Gerald R. Johnson was a quadruple ace with 22 kills and was awarded with the Distinguished Service Cross, Silver Star, Legion of Merit, Distinguished Flying Cross, and Air Medal. Johnson was with the 54th Fighter Group of the Eleventh Air Force in Alaska before transferring to Australia. He became commander of the 9th Fighter Squadron in August 1943. He was killed in October 1945 two months after the end of the war when the B-25 Mitchell he was piloting crashed in a typhoon.

James B. Morehead was an ace with eight aerial victories. He received a Distinguished Service Cross for shooting down three Japanese aircraft on a single mission in February 1942. He received a second Distinguished Service Cross flying with the 1st Fighter Group in Italy from April to October 1944.
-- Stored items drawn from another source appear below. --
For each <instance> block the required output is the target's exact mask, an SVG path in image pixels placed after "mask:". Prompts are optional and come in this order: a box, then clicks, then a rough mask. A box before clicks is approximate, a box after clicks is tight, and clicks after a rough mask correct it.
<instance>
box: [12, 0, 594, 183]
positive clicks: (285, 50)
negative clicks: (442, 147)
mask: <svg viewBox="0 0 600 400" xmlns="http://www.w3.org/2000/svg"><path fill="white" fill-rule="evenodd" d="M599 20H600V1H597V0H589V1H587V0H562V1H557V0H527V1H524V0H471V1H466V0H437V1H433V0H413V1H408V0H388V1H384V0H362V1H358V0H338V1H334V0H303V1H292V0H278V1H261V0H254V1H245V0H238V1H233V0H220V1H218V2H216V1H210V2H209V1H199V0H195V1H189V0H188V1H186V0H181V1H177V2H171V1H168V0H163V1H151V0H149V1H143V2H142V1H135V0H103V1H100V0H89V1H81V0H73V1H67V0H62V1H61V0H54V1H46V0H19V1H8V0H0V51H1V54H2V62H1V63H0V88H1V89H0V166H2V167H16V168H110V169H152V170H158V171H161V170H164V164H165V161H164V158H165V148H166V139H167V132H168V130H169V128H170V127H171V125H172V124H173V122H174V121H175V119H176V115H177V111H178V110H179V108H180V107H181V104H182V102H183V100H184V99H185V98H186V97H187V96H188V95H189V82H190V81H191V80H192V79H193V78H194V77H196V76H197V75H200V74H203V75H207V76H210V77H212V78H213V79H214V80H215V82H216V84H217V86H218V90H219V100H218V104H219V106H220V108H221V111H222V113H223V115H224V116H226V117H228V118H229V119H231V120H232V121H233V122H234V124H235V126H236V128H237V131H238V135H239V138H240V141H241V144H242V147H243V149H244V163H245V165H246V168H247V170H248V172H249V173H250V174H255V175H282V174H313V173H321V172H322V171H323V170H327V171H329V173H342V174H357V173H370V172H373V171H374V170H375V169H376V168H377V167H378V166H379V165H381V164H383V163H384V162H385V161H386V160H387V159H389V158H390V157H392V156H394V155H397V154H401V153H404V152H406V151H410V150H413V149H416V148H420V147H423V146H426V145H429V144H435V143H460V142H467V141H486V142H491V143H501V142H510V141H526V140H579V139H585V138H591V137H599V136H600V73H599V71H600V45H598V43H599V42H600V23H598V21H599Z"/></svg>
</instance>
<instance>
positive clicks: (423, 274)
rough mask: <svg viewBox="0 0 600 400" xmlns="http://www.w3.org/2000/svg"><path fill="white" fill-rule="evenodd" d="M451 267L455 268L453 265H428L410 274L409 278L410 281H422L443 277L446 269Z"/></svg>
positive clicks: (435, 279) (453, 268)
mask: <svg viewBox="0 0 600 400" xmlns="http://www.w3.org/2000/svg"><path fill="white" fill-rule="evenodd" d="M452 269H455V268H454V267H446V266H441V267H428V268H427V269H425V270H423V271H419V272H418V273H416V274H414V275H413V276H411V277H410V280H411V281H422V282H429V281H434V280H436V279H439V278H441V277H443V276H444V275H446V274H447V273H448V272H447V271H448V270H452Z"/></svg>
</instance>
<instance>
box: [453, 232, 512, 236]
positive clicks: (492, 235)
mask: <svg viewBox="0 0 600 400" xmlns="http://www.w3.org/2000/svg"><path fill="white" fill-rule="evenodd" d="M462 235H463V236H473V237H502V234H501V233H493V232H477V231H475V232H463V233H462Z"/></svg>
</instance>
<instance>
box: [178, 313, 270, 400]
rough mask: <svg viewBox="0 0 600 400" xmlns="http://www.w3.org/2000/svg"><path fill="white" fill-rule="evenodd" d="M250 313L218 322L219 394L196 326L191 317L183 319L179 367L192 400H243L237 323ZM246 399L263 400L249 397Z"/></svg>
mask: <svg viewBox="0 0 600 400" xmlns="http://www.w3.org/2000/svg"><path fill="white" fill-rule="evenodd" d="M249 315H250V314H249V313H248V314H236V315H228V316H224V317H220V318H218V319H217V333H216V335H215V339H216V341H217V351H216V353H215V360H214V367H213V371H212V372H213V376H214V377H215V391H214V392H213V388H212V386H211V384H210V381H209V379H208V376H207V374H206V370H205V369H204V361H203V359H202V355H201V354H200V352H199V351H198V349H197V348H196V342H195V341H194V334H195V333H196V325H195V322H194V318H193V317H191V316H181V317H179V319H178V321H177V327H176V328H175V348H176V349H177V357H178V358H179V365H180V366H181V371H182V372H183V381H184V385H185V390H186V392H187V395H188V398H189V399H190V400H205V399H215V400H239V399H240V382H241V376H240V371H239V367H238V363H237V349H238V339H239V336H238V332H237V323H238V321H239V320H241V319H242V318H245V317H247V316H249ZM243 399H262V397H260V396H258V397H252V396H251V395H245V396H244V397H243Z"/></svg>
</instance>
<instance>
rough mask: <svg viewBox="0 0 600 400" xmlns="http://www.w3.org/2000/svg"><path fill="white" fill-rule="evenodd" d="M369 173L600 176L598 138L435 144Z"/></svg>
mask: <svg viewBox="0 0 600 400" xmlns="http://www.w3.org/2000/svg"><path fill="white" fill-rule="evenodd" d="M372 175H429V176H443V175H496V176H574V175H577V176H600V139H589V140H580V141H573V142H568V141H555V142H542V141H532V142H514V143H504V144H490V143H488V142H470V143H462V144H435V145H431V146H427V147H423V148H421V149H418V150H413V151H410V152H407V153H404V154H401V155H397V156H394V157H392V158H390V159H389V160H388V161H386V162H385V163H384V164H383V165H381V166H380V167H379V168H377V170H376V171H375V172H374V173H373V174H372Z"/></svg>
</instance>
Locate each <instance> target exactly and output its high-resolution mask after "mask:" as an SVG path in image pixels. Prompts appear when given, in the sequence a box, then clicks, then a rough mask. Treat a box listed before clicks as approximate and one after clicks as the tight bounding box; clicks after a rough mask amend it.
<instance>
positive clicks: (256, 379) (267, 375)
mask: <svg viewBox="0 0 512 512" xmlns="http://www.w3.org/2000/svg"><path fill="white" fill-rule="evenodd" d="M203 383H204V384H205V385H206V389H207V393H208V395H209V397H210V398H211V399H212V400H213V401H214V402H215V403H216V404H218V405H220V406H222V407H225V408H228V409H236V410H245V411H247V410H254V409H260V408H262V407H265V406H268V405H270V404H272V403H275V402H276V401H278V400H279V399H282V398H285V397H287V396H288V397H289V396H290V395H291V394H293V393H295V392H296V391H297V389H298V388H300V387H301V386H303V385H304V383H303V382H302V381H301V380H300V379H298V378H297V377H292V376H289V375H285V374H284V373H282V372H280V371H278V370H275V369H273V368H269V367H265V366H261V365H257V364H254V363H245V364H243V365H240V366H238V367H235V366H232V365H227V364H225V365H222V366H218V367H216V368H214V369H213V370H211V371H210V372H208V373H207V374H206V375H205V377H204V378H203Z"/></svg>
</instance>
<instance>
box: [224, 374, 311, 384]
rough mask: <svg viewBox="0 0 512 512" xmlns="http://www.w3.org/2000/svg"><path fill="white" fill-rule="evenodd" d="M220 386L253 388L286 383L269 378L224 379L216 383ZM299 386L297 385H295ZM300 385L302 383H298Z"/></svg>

James P. Hagerstrom was assigned to the 8th Fighter Squadron of the 49th Fighter Group after his flight training in 1942 and shipped with the group to Australia. He finished his tour of 170 combat missions in February 1945 credited with six enemy aircraft destroyed. Hagerstrom scored an additional 8.5 victories during the Korean War and flew combat missions in the Vietnam War.

George Preddy is best known as the top P-51 Mustang ace of World War II as a pilot in the European Theater but he flew his first combat missions over Darwin with the 9th Fighter Squadron of the 49th Fighter Group. Preddy was hospitalized after a mid air collision with another P-40, and was reassigned to the 352nd Fighter Group at RAF Bodney in England.

Comedian Dan Rowan (born Daniel Hale David) was a pilot in the 8th Fighter Squadron. He downed 2 Japanese aircraft in his P-40 before being shot down himself in New Guinea and seriously injured.